5) With 2) and 3) above, does it warrant a re-rating of the S&P companies which are already at multi-years high in terms of PE ratio? Will the S&P collapse under the weight of overvaluation?

6) A rise in interest rate will also result in the US government needing to borrow more money at a higher interest in order to pay for debts which were borrowed at lower interest (make any sense to you?). The US government has US$19.5T in debt with tax collection that has been falling due to lower corporate earnings and lower paying jobs on top of having a budget and trade deficit of more than US$1T each year.

7) The BOJ and ECB will be cheering of course as this will boost their exports. The PBOC on the other hand will devalue the Yuan further in response to the rate hike. So any devaluation of the Yuan will impact upon the US$ as the Yuan is closely peg to the US$. So US$ could fall if China devalues, and then the ECB and BOJ will have more QE and NIRP to weaken their respective currencies. See why this is a vicious cyrcle which will never end?

Incidentally, reports have surfaced that the ECB is running out of bonds to buy. The BOJ meanwhile is the top shareholder in 55 companies and is the top 10 shareholder in 90% of the companies listed on the Nikkei. The balance sheet of the BOJ has reached 250% the country's GDP. How on earth is the BOJ going to unwind its positions without causing a market collapse? But for the BOJ, "the market is down down, let's buy some more" policy will one day reared its ugly head and cause mayhem in the market.

What happens if the Fed decides not to raise rate?

1) US$ will fall and the Japan market could tank the next day.

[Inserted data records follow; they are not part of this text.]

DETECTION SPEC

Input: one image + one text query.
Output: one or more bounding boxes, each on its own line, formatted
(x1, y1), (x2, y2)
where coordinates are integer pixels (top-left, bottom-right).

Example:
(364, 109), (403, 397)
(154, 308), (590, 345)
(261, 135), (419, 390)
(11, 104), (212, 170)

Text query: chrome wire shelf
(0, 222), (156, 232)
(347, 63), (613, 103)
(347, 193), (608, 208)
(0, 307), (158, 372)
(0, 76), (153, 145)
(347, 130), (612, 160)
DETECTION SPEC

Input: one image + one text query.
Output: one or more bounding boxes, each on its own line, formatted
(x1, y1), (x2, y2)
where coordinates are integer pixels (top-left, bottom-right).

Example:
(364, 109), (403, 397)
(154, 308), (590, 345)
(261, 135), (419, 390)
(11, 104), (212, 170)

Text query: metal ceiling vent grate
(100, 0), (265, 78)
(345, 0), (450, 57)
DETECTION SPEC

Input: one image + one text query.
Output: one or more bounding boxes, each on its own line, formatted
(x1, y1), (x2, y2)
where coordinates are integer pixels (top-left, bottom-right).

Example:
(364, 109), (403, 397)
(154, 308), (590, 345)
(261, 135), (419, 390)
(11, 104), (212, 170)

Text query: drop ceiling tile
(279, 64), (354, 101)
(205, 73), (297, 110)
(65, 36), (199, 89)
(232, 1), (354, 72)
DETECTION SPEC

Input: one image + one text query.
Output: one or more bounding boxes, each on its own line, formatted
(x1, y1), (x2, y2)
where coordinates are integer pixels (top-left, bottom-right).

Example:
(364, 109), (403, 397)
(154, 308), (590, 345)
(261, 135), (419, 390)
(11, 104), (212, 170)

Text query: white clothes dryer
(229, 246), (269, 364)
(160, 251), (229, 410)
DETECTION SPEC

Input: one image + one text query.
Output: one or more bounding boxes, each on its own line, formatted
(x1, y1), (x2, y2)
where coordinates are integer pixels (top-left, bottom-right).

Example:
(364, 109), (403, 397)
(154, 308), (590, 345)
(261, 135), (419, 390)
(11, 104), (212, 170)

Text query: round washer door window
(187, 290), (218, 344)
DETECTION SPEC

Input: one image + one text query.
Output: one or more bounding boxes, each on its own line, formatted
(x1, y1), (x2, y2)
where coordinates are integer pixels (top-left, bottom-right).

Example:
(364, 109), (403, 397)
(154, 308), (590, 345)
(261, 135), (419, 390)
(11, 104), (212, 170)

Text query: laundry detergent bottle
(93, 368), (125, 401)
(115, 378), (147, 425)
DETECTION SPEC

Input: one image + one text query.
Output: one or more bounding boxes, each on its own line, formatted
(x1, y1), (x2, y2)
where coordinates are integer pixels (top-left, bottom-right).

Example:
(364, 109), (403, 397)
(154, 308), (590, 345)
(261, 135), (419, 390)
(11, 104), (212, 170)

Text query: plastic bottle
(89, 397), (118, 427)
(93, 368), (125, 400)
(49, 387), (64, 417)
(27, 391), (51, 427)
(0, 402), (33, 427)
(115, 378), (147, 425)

Gold and silver could recoup some of the early losses.

2) Oil could spike, and cause inflationary pressure further down the road.

3) The stock market will respond with a spike, pushing the PE ratio to even higher levels. But hey, aren't the central banks now supporting the global markets?

4) More borrowing binge by companies eager to refinance their debts.

5) Growing monstrosity in asset bubbles, pushing global risks to unimaginable levels.

There you have it. Just my opinion of course. Perhaps that is why being bullish in precious metals, miners and related ETFs is still not a bad thing.